The standard for consideration of motions to dismiss brought pursuant to Fed. R. Civ. P. 12(b)(6) is set forth in the Supreme Court's decision in Bell Atl. Corp. v. Twombly, 550 U.S. 544 (2007), and the subsequent decision in Ashcroft v. Iqbal, 556 U.S. 662 (2009). In those cases, the Supreme Court made clear that to survive a motion to dismiss, a complaint must contain enough allegations of fact which, when taken as true, "state a claim to relief that is plausible on its face." Twombly, 550 U.S. at 570. Plaintiffs must "nudge[] their claims across the line from conceivable to plausible" to survive a motion to dismiss. Id. Thus, the starting point in resolving Sonic's Motion is to examine the factual allegations supporting each claim that the counterclaimants wish the Court to dismiss. The Court will accept all well-pleaded factual allegations in the complaint as true and construe them in the light most favorable to the nonmoving party. Peterson v. Grisham, 594 F.3d 723, 727 (10th Cir. 2010). However, conclusory allegations need not be accepted as true. Kansas Penn Gaming, LLC v. Collins, 656 F.3d 1210, 1214 (10th Cir. 2011).
Governing Law
As a threshold matter, the Court must determine which state's substantive law applies to the counterclaims at issue. Sonic argues Oklahoma law should apply because the agreements between the parties contained an Oklahoma choice of law clause applicable to the contract claims and because the most significant relationship test yields the result that Oklahoma law should also apply to the tort claims. OKS argues the agreements state Florida law will govern franchise disagreements in addition to Oklahoma law, and has asserted claims under the laws of both states.

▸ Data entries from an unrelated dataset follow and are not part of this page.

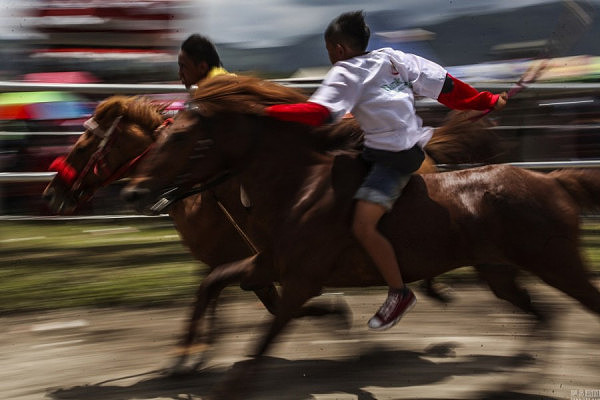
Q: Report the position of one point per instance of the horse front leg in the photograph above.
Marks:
(207, 293)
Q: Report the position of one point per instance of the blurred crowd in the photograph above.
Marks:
(112, 41)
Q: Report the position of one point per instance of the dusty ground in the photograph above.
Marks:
(476, 348)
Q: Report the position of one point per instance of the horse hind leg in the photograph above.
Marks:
(502, 279)
(207, 293)
(293, 296)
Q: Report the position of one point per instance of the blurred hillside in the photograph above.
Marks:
(110, 53)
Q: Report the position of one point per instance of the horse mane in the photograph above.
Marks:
(250, 95)
(139, 109)
(461, 139)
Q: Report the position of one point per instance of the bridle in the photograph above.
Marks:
(97, 162)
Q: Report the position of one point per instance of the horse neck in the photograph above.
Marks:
(283, 162)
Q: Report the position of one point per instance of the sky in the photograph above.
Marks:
(271, 22)
(263, 23)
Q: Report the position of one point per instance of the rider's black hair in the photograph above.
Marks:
(200, 48)
(350, 29)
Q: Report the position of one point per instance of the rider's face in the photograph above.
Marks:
(190, 72)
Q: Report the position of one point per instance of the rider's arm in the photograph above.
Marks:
(308, 113)
(459, 95)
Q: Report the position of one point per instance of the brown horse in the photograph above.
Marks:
(301, 185)
(204, 221)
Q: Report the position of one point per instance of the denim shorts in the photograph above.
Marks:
(389, 174)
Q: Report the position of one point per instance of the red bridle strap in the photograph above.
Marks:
(64, 170)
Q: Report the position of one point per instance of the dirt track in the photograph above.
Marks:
(476, 348)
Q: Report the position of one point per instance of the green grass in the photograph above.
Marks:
(49, 265)
(58, 264)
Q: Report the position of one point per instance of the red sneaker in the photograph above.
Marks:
(395, 306)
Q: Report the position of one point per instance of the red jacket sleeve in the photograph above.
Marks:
(309, 113)
(465, 97)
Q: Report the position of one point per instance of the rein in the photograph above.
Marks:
(97, 161)
(175, 194)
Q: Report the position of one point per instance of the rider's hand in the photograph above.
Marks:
(501, 103)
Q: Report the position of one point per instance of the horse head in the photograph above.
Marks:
(119, 132)
(218, 134)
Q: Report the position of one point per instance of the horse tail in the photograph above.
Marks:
(460, 140)
(583, 185)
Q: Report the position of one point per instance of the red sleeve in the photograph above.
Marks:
(312, 114)
(465, 97)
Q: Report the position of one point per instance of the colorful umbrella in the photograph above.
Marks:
(47, 105)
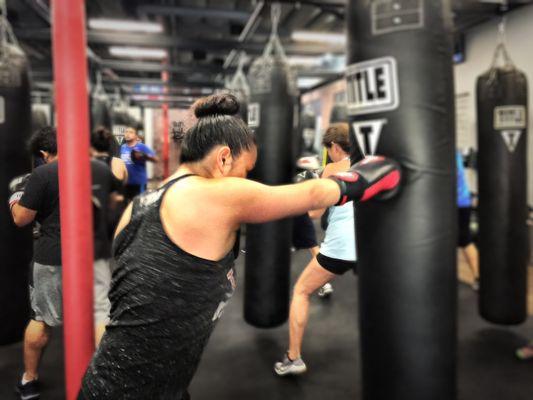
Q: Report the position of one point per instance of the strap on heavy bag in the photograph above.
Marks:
(238, 86)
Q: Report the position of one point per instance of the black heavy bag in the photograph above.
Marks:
(15, 243)
(502, 172)
(338, 113)
(271, 115)
(401, 105)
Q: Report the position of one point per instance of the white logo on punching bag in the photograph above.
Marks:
(367, 134)
(372, 86)
(254, 115)
(509, 117)
(511, 139)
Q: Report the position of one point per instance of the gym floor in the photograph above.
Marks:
(237, 363)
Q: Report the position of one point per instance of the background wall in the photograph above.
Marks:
(479, 49)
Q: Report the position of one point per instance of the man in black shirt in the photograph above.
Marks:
(37, 199)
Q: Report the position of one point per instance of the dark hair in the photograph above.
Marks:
(43, 139)
(216, 125)
(339, 133)
(101, 139)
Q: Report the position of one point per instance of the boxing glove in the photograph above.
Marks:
(305, 176)
(16, 188)
(374, 176)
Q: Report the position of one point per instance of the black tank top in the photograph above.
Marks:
(165, 303)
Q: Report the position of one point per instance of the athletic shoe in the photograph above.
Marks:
(288, 367)
(325, 291)
(29, 391)
(526, 352)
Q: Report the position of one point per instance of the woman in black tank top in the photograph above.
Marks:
(174, 255)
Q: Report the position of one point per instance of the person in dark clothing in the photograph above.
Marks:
(174, 249)
(35, 197)
(101, 149)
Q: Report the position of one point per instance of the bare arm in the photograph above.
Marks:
(247, 201)
(329, 170)
(22, 216)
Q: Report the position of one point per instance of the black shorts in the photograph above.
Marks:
(464, 235)
(303, 232)
(336, 266)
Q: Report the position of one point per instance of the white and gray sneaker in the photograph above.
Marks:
(288, 367)
(325, 291)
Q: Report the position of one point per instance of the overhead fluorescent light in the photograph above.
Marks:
(319, 37)
(305, 61)
(138, 52)
(304, 83)
(125, 25)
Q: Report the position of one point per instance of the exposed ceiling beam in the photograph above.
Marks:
(194, 12)
(156, 40)
(141, 66)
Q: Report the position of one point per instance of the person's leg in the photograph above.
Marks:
(314, 251)
(102, 306)
(36, 338)
(472, 259)
(312, 278)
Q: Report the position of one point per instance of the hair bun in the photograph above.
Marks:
(216, 104)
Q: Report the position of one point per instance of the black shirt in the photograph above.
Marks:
(165, 303)
(42, 195)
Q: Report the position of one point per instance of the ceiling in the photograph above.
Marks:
(202, 40)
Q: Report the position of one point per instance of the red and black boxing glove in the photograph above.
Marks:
(371, 177)
(138, 156)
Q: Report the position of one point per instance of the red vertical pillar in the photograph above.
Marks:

When a federal court exercising diversity jurisdiction is faced with a choice of law determination, the court "must apply the choice of law provisions of the forum state in which it is sitting." Shearson Lehman Bros., Inc. v. M & L Invs., 10 F.3d 1510, 1514 (10th Cir. 1993) (citations omitted). In Oklahoma, contract choice of law rules require the court to apply the law of the state (1) chosen by the parties, (2) where the contract was made or entered into, or (3) the place of performance if indicated in the contract. Moore v. Subaru of Am., 891 F.2d 1445, 1449 (10th Cir. 1989) (citations omitted).
Here, there are agreements between the parties containing choice of law clauses. The parties have not challenged the validity of the agreements, only the scope of the choice of law clauses. The choice of law clause contained in the License Agreement states:
The terms and provisions of this Agreement shall be interpreted in accordance with and governed by the laws of the State of Oklahoma, provided that if the laws of the State of Oklahoma would not permit full enforcement of Section 16 of this Agreement, then the laws of the state in which the Sonic Restaurant is located or Licensee is domiciled shall apply to the extent that any or all of such laws more fully permit enforcement of Section 16 of this Agreement. Notwithstanding the foregoing, the franchise laws or regulations of the state in which the Sonic Restaurant is located, in effect on the original date of this Agreement, shall apply to this Agreement. . . . SONIC and Licensee agree that any and all breaches of this Agreement, including breaches occurring after termination, cancellation, or expiration of this Agreement, shall
be deemed to have occurred where the corporate headquarters of SONIC are located.(License Agmt., Dkt. No. 31-1, p. 32) (emphasis added). The plain meaning of the clause states Oklahoma law will govern the Agreement, but if there is no recourse for claims brought under Section 16 (which is not implicated by the counterclaims), then the law of the location of the restaurant will apply. Thus, the franchise laws and regulations of the location of the restaurant will also apply. Restatement (Second) of Contracts § 202 (2016).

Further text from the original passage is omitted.